Salad Bar, El Encuentro
Salad Bar, El Encuentro

It also has a large menu of offerings from pastas to creole Peruvian cuisine made with vegetarian meat. Like many vegetarian attempts to mimic meat-driven cuisine, the dishes often feel like an imitation. But of far more importance they are tasty in their own right and worth eating on their own terms. El Encuentro also offers a small but well stocked salad bar to accompany both the main dishes and the fixed meals. It has justifiably become a fixture in the Cuzco restaurant scene.

The idea of vegetarian food as either good for you, or a political or religious statement, has been much of what has led to the development of vegetarianism in the West, since Francis Moore Lappé published Diet for a Small Planet in 1971. While these currents of political, religious, and health conscious vegetarianism have intertwined in the Global north to make for a powerful food movement that has spanned its own cultures, publications, and businesses, it has also grown among Latin Americans and Cuzqueños.

As a result, it is not surprising to be seated in Govinda’s or El Encuentro and find net to one a local Peruvian lawyer or other professional also enjoying vegetarian cuisine. Both places have been the cutting edge of vegetarianism in Cuzco at the same time they have been refuges for vegetarian tourists and other interested eaters.

Greens is of a different order. This is an up-scale, carefully designed, well appointed restaurant with carefully prepared food following international culinary school specifications, and owned by the celebrity chef Coque Ossio.
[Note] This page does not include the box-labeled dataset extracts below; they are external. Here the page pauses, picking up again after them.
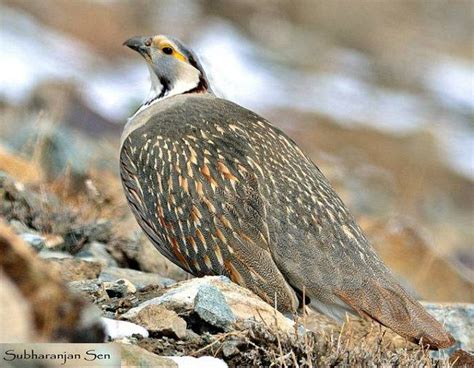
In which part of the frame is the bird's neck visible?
[134,68,212,116]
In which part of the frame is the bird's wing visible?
[121,108,298,312]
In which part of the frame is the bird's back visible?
[120,94,449,350]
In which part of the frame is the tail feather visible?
[336,281,455,349]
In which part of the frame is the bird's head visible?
[124,35,211,105]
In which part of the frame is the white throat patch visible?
[131,63,201,118]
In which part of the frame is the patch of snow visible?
[425,57,474,114]
[101,317,148,339]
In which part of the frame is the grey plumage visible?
[120,36,452,347]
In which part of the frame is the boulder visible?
[127,304,186,339]
[120,343,178,368]
[122,276,294,332]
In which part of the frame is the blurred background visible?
[0,0,474,302]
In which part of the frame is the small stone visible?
[99,267,175,290]
[75,242,117,267]
[38,248,73,259]
[166,356,228,368]
[423,302,474,358]
[102,317,148,340]
[120,343,178,368]
[222,340,240,358]
[20,233,45,252]
[68,279,109,303]
[128,305,186,339]
[47,258,102,281]
[103,279,137,298]
[194,284,235,330]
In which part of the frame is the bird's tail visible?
[336,280,455,349]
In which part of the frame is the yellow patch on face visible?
[152,36,188,63]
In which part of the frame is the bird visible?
[120,35,455,349]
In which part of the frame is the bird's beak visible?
[123,36,150,59]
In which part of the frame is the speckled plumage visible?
[120,36,453,347]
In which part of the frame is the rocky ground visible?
[0,154,474,367]
[0,0,474,367]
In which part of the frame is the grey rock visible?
[20,233,46,252]
[99,267,175,290]
[46,258,102,281]
[101,317,149,339]
[103,279,137,298]
[8,220,33,234]
[68,279,109,303]
[423,302,474,358]
[122,276,295,333]
[194,284,235,330]
[38,248,73,259]
[120,343,178,368]
[132,305,186,339]
[222,339,241,358]
[75,241,117,267]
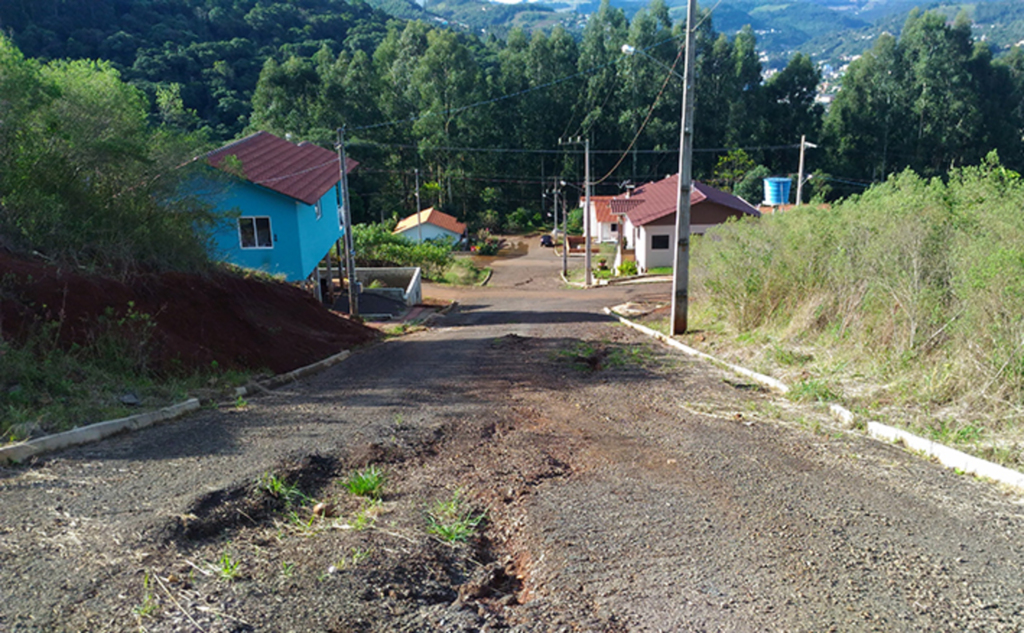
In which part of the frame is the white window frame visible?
[239,215,273,251]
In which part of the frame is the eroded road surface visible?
[0,238,1024,632]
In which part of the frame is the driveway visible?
[0,241,1024,631]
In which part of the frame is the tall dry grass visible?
[692,155,1024,452]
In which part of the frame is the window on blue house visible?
[239,217,273,248]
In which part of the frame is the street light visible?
[623,0,696,335]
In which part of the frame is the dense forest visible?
[0,0,1024,222]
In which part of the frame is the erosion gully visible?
[0,238,1024,632]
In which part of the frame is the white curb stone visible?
[604,307,1024,491]
[0,397,200,464]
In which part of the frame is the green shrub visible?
[0,36,218,276]
[352,223,452,280]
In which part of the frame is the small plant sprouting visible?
[211,552,242,581]
[786,378,841,403]
[427,491,486,543]
[345,465,385,499]
[256,472,311,507]
[132,572,160,619]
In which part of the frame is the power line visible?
[348,36,677,132]
[348,140,800,155]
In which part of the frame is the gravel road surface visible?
[0,241,1024,632]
As such is is part of a well thought out set of Cuzco restaurants that form a single enterprise, called Cusco Restaurants, that includes some of the finest restaurants in Cuzco (Limo, Inkanto, Pachapapa, MAP, and Inka Grill.)

Fresh Salad at Greens
Fresh Salad at Greens

Occupying the upper floor, above the popular Inkanto restaurant on Santa Catalina, just past the Portal de Belén on the main square, Greens is a beautifully appointed space with tables and bright colored art on one side and couches and over stuffed chairs and pictures of the Amazon on the other. In between is the entrance, with a table laden with traditional Peruvian ingredients indexing the mission of Novo-Andean cuisine to rehabilitate traditional Andean products.

The menu is carefully thought out to provide variety and quality of preparation, with attention to detail and presentation.

It begins with a range of salads with crisp greens and lettuce that has the bite of traditional, hand raised greens. It proceeds to a range of appetizers, with both vegetarian and non-vegetarian offerings before continuing to a similar range of main dishes with a variety sides that one can choose from, as well as a small set of pasta dishes. But the deserts demand attention. Top of the list is a mango “ravioli” that was simply amazing. The careful attention to detail in the kitchen, along with reasonable prices, makes Green’s well worth a visit.

Mango Ravioli, Greens
Mango Ravioli, Greens

Cuzco may have had few vegetarian offerings in the past, but the city follows international trends closely and it now has a range of good vegetarian offerings, from sophisticated to down home, that will keep a range of vegetarians and their friends happy.